As amostras colhidas pela Datos também indicam uma vitória de Chávez, por 51% a 35% da preferência da população. Os dados colhidos por Datanálisis, no entanto, revelam que o mandatário venezuelano perderia o pleito com 57,8% a 42,6% dos votos.
Bairro a dentro
Para tirar a prova do grau de aprovação do presidente basta circular pelos bairros mais pobres, onde está concentrada a base de apoio ao governo. Enquanto o técnico em informática, Oscar Negrini comenta que o artigo 184 da Constituição garante a participação da comunidade na realização de projetos públicos e indica que há muito a ser feito para melhorar as condições de vida da população, mostra com orgulho um dos 12 consultórios médico e odontológico recém inaugurados.
Equipado com aparelhos novos, onde trabalham os médicos cubanos e enfermeiras venezuelanas da missão Bairro Adentro, as salas não possuem trancas. Com naturalidade, Negrini explica: “Não necessita de segurança, isso é da comunidade e todos nós cuidamos. Aqui ninguém mexe".
A experiência dos moradores de coordenar o bairro têm como símbolo a Escola Juan Maria Alberti, ocupada em 2002, quando o prefeito opositor Alfredo Peña determinou que as aulas fossem interrompidas durante a greve petroleira e a sabotagem empresarial. A Alberti seguiu funcionando sob o comando dos pais e alunos.

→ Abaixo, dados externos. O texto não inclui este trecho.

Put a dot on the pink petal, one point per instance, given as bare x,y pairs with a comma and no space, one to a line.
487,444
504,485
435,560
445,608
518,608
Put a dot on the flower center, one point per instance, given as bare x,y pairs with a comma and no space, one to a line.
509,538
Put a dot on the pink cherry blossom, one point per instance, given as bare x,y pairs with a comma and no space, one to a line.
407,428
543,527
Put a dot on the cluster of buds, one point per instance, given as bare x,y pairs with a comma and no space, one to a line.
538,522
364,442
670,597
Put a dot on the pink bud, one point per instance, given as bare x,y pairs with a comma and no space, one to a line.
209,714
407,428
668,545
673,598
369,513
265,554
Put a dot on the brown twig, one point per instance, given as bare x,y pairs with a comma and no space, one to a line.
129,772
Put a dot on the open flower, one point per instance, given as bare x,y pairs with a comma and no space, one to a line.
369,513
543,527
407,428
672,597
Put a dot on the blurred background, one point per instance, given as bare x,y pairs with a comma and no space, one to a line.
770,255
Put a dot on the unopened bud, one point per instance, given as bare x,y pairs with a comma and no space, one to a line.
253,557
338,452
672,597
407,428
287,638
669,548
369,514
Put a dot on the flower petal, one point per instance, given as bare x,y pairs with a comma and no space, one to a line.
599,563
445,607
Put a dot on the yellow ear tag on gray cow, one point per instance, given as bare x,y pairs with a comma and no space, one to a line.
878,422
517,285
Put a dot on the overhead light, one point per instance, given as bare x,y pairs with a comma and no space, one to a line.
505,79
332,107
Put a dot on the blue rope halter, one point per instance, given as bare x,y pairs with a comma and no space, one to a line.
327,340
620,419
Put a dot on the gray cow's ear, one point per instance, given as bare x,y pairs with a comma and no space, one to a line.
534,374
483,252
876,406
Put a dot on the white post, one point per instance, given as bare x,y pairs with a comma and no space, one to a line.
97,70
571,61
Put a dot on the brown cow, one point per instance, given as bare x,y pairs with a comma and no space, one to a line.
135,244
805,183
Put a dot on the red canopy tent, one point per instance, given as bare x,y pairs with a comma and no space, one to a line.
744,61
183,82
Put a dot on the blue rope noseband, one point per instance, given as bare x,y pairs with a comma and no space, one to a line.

Pouco mais de um ano depois, a escola que mal tinha os recursos básicos para o ensino fundamental, agora abriga a Oficina Latinoamericana de Cinema e mantém cursos regulares de comunicação comunitária.
A estudante Liliana Hernández, 23 anos, integrante das patrulhas do bairro, é uma das jovens que fazem o curso de Projeção Audiovisual na escola. "Aprendemos como os meios de comunicação comerciais manejam a informação e quais são as intenções. Agora assistimos TV com um olhar crítico", explica Liliana que se entusiasma com a possibilidade de trabalhar com comunicação comunitária.
A jovem, mãe de dois filhos, conta que teve de deixar o curso de Administração de uma universidade privada de Caracas porque não tinha mais como pagar as mensalidades. Liliana se inscreveu na universidade bolivariana e deve começar as aulas no próximo ano.
"Por isso que saio às ruas para defender esse processo. Se a oposição me garantisse uma vida melhor, os apoiaria, mas eles não têm projeto algum. É com esse governo que vejo alguma esperança para construir um novo país. Há muito o que fazer ainda".
Os apoiadores do governo garantem que a pressão popular no dia D, como definem a data do referendo, será semelhante à que trouxe de volta ao Palácio Miraflores o presidente Chávez, após 48 horas de uma tentativa frustrada de golpe em 11 de abril. Negrini lembra: "Todo 11 tem seu 13.Assim será novamente".